Weinland

Tauschbörse nach drei Jahren geschlossen

Seit April bleibt die Tauschbörse im Wöschhüsli im Mitteldorf zu. Das Konzept habe fast immer gut funktioniert, sagt die Verantwortliche, zumindest mit einer Überwachungskamera.

von Silvia Müller
14. April 2023

Das einstige Wöschhüsli an der Mitteldorfstrasse war für viele Familien während dreieinhalb Jahren eine Art regelmässiges Ausflugsziel. Sobald die Kinder dort zum ersten Mal coole Spielsachen oder Kleider entdeckt hatten, mussten die Eltern auf dieser Route obligatorisch einen Halt einplanen. «Nur schnell reingucken, vielleicht ist ja etwas Neues da» – das sagten sich nicht nur die Kinder. Auch Erwachsene wurden oft fündig. In der Tauschbörse warteten Kleider, Schuhe, Sportgeräte, Bücher, Filme, CDs, Geschirr, Deko und Krimskrams auf neue Eigentümer.

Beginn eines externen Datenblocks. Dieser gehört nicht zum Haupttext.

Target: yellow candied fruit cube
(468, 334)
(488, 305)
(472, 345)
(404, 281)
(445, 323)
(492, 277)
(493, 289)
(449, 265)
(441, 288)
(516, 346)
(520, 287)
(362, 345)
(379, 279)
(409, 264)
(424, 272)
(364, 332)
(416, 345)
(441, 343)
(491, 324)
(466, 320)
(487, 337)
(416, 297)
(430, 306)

Anders als im Brockenhaus gab es in der Tauschbörse aber keine Aufsichts- oder Verkaufsperson. Wer etwas verschenken wollte, legte es einfach auf den Annahmetisch. Wer etwas vom Angebot begehrte, nahm es gratis mit nach Hause. Wer seiner Freude und Dankbarkeit mit einer Spende Ausdruck geben wollte, steckte etwas in ein Kässeli. Erwartet wurde das nicht, aber es kam immer wieder vor.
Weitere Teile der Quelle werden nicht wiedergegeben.